Do not cook vegetables in a copper kettle. Use a covered pan, a pressure cooker or a double boiler, and heat them just long enough to make them tender. Many vitamins are water soluble, and also are lost in high heat. Save the water, because in it are vitamins and minerals. Use it for sauces, gravies, soups, or for a cocktail to which lemon juice is added. Use little water when cooking vegetables, just enough to cover them. Green leafy types may be cooked in the water left on the leaves after washing…
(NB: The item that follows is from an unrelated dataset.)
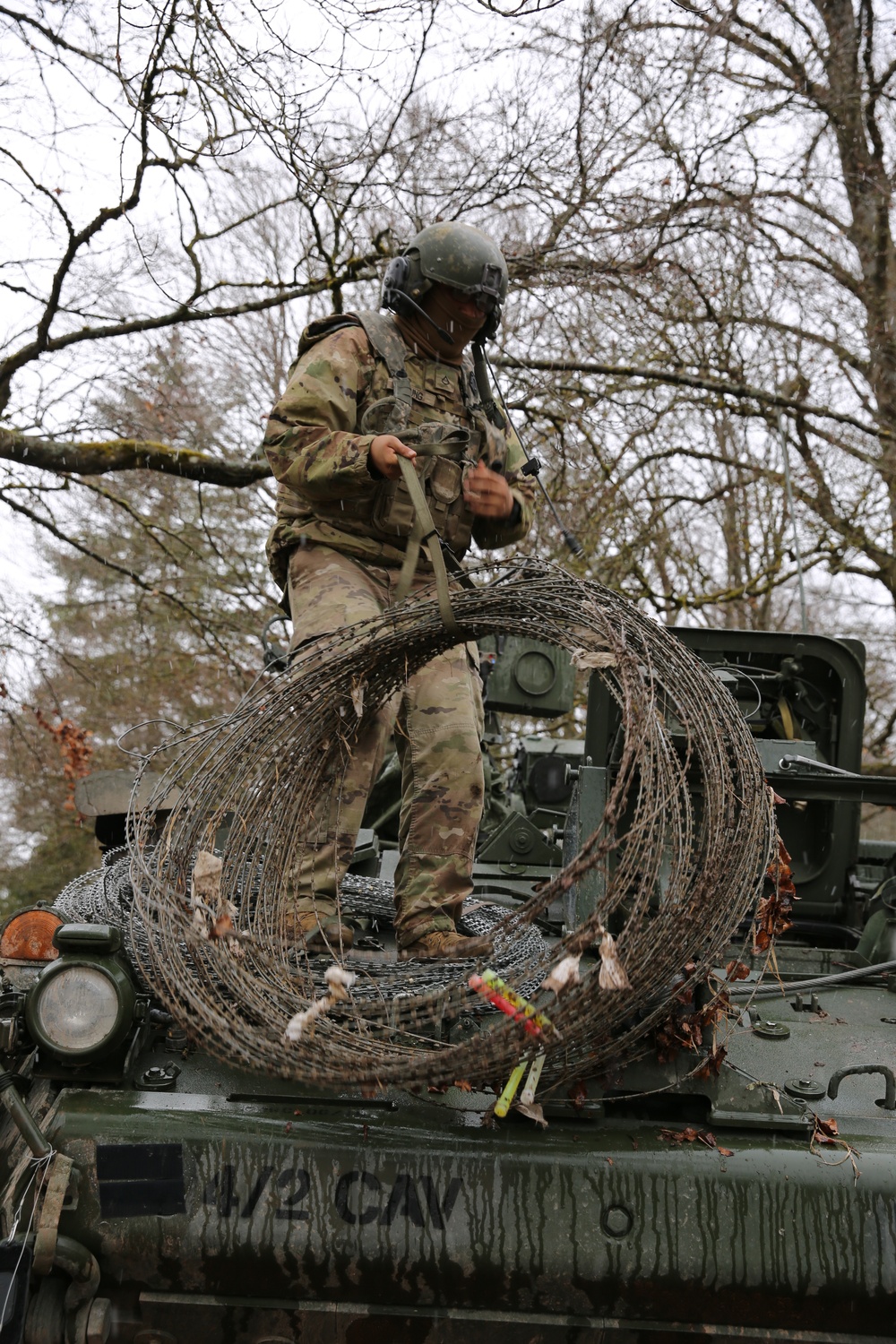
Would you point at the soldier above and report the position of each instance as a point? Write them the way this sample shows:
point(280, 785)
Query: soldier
point(365, 392)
Cook potatoes in their skins to preserve the vitamin and mineral contents.
Here on my own home front, I'm doing a pretty good job at taking my multivitamin. It's a three-times-per-day tablet, designed to be taken with a meal. I'm great at remembering it with my breakfast and my dinner. And at lunch on the weekends. But I'm having a terrible time remembering to take it with my lunch on weekdays! Maybe I need to bring a week's supply to work with me on Mondays so it's right there in front of me.
I'm also taking a Vitamin E supplement, a Vitamin D supplement (as the multivitamin only contains 50% of the recommended daily allowance of D), and a sublingual Vitamin B12. My doctor and my mother have been after me for years to take the B12. It's the one vitamin that's absorbed only at the very end of the small intestine. I had to have my large intestine and a portion of my small intestine removed nine years ago, so the sublingual supplement (a little pill you pop under your tongue) is one of the few ways I have of getting that into my body. My levels have always been normal, but it can't hurt to give things a little boost while I'm reducing.
Speaking of which, check out those numbers in the title to this post!!! I practically did a jig this morning when I stepped on the scale and weighed in at 169. The 160s at last! It feels like a milestone... I'm headed out tomorrow to do some shopping and see if I can finally fit into a size 14. Wish me luck!